Nell'ambito di larghi settori della cultura cattolica italiana, fino ad allora determinanti l'orientamento di vasti strati della pubblica opinione, l'immagine della rivoluzione francese, per la laicizzazione e la secolarizza­zione dello Stato e della società civile che aveva portato, per la rottura della tradizione religiosa e politica che l'aveva caratterizzata, per le modalità violente del suo verificarsi, era logicamente negativa. Non soltanto il Gioberti de II gesuita moderno ne rifiutava le premesse e le conseguenze pur negando i postulati dell'ordinamento d'antico regime basato sull'ine­guaglianza, di Stati, di ceti e di classi, ma anche uno scrittore come il Rosmini, nutrito, al di là di ogni maldestro tentativo di farne uno dei fautori di una sorta di conciliazione tra cattolicesimo e Risorgimento, di un sostanziale antiliberalismo, ne aveva dipinto le conseguenze ed i risultati in forma estremamente negativa, illustrando l'eversione di valori e di ideali e la distruzione di istituzioni che essa aveva portato. Una visione teologizzante ed insieme tradizionalista in senso confessionale della realtà politica non poteva accettare in alcun modo né giustificare lo svol­gimento della storia di Francia dopo l'Ottantanove e, quindi, era fatalmente portata ad allinearsi, al di là delle possibili attenuazioni e delle differenti formulazioni di giudizio, sulle più dure condanne formulate dall'abbé Borruel, dal De Maistre, dal Bonald ed in Italia, ripetute con toni diversi ma egualmente drastici da Monaldo Leopardi, dal principe di Canosa e dagli altri esponenti della reazione e della controrivoluzione italiana fino ed ancor oltre il gesuita Tapparelli d'Azeglio.

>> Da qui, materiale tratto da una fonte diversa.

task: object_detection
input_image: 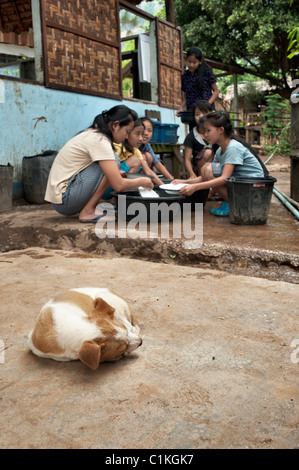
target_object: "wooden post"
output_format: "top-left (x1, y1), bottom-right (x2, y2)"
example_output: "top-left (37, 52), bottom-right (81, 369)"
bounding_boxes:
top-left (165, 0), bottom-right (175, 24)
top-left (233, 73), bottom-right (239, 131)
top-left (290, 94), bottom-right (299, 202)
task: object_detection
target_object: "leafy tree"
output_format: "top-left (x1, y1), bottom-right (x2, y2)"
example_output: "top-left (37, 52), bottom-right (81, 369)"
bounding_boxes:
top-left (175, 0), bottom-right (299, 98)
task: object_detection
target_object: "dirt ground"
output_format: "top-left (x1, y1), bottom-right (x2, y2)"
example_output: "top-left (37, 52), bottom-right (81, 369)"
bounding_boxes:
top-left (0, 154), bottom-right (299, 449)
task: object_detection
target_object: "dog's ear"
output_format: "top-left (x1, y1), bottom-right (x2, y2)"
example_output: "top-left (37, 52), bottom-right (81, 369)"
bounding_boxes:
top-left (95, 297), bottom-right (115, 317)
top-left (78, 341), bottom-right (103, 370)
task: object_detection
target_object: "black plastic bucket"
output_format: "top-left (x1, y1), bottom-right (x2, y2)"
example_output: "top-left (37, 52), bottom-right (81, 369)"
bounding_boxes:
top-left (0, 163), bottom-right (13, 212)
top-left (111, 189), bottom-right (186, 223)
top-left (22, 150), bottom-right (57, 204)
top-left (225, 176), bottom-right (277, 225)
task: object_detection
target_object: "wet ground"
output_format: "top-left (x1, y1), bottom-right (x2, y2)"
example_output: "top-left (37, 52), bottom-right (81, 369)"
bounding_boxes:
top-left (0, 157), bottom-right (299, 449)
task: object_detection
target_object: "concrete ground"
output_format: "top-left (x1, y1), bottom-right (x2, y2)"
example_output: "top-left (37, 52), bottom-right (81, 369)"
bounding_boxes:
top-left (0, 158), bottom-right (299, 449)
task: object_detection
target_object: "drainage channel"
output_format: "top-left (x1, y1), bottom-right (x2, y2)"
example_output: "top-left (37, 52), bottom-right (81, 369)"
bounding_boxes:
top-left (0, 227), bottom-right (299, 284)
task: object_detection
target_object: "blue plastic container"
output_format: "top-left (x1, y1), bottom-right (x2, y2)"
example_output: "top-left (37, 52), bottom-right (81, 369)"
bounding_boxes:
top-left (151, 122), bottom-right (180, 144)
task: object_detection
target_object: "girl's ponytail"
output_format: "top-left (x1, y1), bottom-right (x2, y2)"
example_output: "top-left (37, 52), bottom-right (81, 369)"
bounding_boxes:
top-left (90, 105), bottom-right (138, 144)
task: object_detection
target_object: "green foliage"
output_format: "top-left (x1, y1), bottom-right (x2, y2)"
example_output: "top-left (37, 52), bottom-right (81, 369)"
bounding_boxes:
top-left (239, 81), bottom-right (264, 110)
top-left (175, 0), bottom-right (299, 97)
top-left (288, 27), bottom-right (299, 59)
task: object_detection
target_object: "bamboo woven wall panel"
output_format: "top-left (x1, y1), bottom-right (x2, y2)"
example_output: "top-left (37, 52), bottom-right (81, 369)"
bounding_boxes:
top-left (46, 28), bottom-right (120, 99)
top-left (159, 22), bottom-right (183, 70)
top-left (45, 0), bottom-right (118, 42)
top-left (160, 65), bottom-right (182, 108)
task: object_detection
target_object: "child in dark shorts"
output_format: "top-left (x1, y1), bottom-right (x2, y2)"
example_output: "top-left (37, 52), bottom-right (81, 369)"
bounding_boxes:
top-left (184, 100), bottom-right (215, 178)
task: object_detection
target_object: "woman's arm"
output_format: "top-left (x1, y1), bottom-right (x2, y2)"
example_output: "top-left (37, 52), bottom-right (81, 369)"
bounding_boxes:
top-left (184, 147), bottom-right (196, 178)
top-left (209, 82), bottom-right (219, 104)
top-left (176, 91), bottom-right (186, 116)
top-left (154, 162), bottom-right (173, 180)
top-left (99, 160), bottom-right (154, 192)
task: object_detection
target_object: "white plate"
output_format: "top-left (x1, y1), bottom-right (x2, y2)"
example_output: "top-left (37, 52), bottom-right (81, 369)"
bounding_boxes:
top-left (159, 183), bottom-right (186, 193)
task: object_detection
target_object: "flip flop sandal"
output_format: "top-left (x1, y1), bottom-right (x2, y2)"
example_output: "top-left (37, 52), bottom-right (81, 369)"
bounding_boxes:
top-left (80, 216), bottom-right (107, 224)
top-left (210, 201), bottom-right (229, 217)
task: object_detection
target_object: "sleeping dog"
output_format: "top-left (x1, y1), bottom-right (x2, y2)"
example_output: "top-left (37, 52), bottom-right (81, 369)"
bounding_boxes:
top-left (29, 287), bottom-right (142, 370)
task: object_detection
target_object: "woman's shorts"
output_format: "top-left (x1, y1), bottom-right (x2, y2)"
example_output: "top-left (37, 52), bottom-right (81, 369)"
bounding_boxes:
top-left (52, 162), bottom-right (104, 215)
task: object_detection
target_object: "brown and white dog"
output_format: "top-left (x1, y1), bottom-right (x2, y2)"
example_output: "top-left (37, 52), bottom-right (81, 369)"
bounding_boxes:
top-left (29, 287), bottom-right (142, 370)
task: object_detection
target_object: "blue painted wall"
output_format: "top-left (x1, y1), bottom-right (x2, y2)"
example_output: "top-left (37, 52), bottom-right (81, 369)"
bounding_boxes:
top-left (0, 77), bottom-right (185, 194)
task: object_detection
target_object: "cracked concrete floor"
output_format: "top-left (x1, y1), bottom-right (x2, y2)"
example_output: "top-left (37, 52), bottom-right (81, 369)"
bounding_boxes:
top-left (0, 248), bottom-right (299, 449)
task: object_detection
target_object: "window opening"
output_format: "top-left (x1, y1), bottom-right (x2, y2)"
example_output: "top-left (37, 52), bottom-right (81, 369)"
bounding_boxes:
top-left (120, 8), bottom-right (157, 101)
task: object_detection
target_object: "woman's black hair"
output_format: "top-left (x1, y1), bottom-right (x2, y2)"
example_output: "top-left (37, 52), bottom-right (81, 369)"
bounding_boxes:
top-left (196, 116), bottom-right (207, 133)
top-left (140, 116), bottom-right (154, 129)
top-left (90, 105), bottom-right (138, 145)
top-left (205, 111), bottom-right (233, 138)
top-left (204, 111), bottom-right (269, 177)
top-left (187, 46), bottom-right (211, 90)
top-left (192, 100), bottom-right (213, 116)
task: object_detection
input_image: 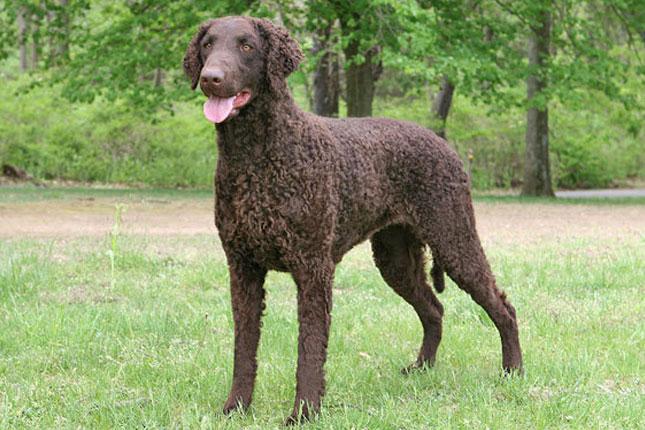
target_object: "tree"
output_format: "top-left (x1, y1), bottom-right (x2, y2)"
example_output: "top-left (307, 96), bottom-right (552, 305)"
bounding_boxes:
top-left (522, 2), bottom-right (554, 197)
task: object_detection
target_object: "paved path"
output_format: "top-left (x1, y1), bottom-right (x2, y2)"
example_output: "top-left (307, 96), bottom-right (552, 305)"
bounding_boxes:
top-left (555, 189), bottom-right (645, 199)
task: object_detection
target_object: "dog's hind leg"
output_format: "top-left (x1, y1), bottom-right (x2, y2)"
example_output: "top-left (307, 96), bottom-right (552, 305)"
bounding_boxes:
top-left (224, 259), bottom-right (266, 414)
top-left (418, 190), bottom-right (522, 372)
top-left (286, 255), bottom-right (335, 425)
top-left (372, 225), bottom-right (443, 373)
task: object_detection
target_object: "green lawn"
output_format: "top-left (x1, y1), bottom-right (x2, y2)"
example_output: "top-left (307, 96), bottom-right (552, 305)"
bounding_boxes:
top-left (0, 189), bottom-right (645, 430)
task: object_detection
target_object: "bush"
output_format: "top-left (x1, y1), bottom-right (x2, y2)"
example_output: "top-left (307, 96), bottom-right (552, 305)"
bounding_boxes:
top-left (0, 76), bottom-right (217, 187)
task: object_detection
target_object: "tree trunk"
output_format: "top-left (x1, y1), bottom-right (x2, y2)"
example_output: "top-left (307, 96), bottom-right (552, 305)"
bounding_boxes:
top-left (18, 7), bottom-right (27, 73)
top-left (432, 75), bottom-right (455, 139)
top-left (313, 22), bottom-right (340, 117)
top-left (522, 9), bottom-right (554, 196)
top-left (31, 15), bottom-right (40, 69)
top-left (345, 40), bottom-right (376, 117)
top-left (152, 67), bottom-right (163, 88)
top-left (54, 0), bottom-right (70, 63)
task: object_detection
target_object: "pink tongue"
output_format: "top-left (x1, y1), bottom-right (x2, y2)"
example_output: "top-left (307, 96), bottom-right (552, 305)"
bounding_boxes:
top-left (204, 96), bottom-right (235, 123)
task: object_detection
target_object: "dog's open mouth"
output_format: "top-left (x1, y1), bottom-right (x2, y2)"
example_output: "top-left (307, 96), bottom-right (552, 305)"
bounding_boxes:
top-left (204, 90), bottom-right (251, 124)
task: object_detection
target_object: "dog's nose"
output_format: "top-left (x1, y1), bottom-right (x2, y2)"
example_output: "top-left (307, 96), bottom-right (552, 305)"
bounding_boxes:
top-left (201, 68), bottom-right (224, 85)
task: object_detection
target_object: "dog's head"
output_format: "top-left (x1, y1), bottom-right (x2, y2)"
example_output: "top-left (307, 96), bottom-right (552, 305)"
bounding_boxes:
top-left (184, 17), bottom-right (302, 123)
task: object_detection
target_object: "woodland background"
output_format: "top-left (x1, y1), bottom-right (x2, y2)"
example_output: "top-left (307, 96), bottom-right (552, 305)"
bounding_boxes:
top-left (0, 0), bottom-right (645, 195)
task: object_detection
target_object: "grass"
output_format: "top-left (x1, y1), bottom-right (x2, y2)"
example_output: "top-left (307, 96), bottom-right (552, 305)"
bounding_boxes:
top-left (0, 188), bottom-right (645, 429)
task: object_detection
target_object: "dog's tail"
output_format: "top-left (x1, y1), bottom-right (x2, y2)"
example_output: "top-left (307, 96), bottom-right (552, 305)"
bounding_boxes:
top-left (430, 259), bottom-right (446, 293)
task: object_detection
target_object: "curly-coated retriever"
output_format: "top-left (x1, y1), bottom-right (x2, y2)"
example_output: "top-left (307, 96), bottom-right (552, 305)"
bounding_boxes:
top-left (183, 17), bottom-right (522, 422)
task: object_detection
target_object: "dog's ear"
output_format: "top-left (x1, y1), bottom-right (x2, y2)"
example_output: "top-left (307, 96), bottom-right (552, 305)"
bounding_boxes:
top-left (184, 20), bottom-right (213, 90)
top-left (253, 18), bottom-right (303, 92)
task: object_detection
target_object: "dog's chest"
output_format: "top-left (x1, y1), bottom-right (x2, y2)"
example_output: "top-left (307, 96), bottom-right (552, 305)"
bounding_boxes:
top-left (215, 168), bottom-right (316, 270)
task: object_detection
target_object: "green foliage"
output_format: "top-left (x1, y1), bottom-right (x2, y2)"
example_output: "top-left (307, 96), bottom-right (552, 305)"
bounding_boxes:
top-left (0, 80), bottom-right (217, 186)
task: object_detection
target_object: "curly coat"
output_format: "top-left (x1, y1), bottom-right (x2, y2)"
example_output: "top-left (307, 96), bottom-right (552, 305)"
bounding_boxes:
top-left (184, 17), bottom-right (522, 423)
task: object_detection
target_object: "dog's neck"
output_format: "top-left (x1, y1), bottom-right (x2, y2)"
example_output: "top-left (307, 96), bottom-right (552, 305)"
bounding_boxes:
top-left (216, 90), bottom-right (304, 163)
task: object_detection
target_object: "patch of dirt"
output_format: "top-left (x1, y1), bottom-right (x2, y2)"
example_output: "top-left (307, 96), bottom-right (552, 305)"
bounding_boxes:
top-left (0, 198), bottom-right (216, 237)
top-left (0, 198), bottom-right (645, 245)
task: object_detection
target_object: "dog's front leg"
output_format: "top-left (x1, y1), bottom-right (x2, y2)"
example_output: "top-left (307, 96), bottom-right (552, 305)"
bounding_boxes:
top-left (286, 258), bottom-right (334, 424)
top-left (224, 259), bottom-right (267, 414)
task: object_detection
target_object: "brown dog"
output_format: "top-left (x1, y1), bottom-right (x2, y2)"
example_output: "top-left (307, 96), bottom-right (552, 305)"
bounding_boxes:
top-left (184, 17), bottom-right (522, 423)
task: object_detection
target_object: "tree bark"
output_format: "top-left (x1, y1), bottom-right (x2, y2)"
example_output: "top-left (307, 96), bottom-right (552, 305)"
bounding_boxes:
top-left (152, 67), bottom-right (163, 88)
top-left (522, 8), bottom-right (554, 197)
top-left (18, 8), bottom-right (27, 73)
top-left (344, 40), bottom-right (376, 117)
top-left (31, 15), bottom-right (40, 69)
top-left (432, 75), bottom-right (455, 139)
top-left (313, 22), bottom-right (340, 117)
top-left (54, 0), bottom-right (70, 63)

Non si può naturalmente fare di ogni erba un fascio e confondere così tra questi gli elementi di un pensiero cattolico-liberale più aperto e, quindi, coloro che, pur aderendo alle soluzioni costituzionali e rappresen­tative diffusesi naturalmente dopo le vicissitudini rivoluzionarie di Francia, dovevano in qualche misura conciliarle con una visione accettabile del loro processo genetico e, quindi, rendere ragione delle motivazioni per le quali tali soluzioni erano state dapprima indicate come possibili e poi accettate per l'Italia risorgimentale.
Indicazione ed accettazione presenti, ad esempio, in quei moderati subalpini di formazione cattolica come lo Sclopis, l'Albini e, naturalmente, il Balbo Della monarchia rappresentativa in Italia; quest'ultimo, pur non contraddicendo il proprio pensiero, finiva col farsi portavoce e difensore insieme di quella soluzione statutaria, derivata dall'esperienza politica travagliatissima vissuta in venticinque anni dalla Francia e culminata nel costituzionalismo del 1814 e del 1830, considerato bon gre mal gre il derivato ultimo o il precipitato storico di quello inaugurato dal processo rivoluzionario.
In simile contesto di notevole valore è la posizione di Alessandro Manzoni, autore dell'incompiuto saggio La rivoluzione francese del 1789 e la rivoluzione italiana del 1859 che per il suo contenuto ideologico e per il giudizio storico-politico che formula, appare estremamente problematico.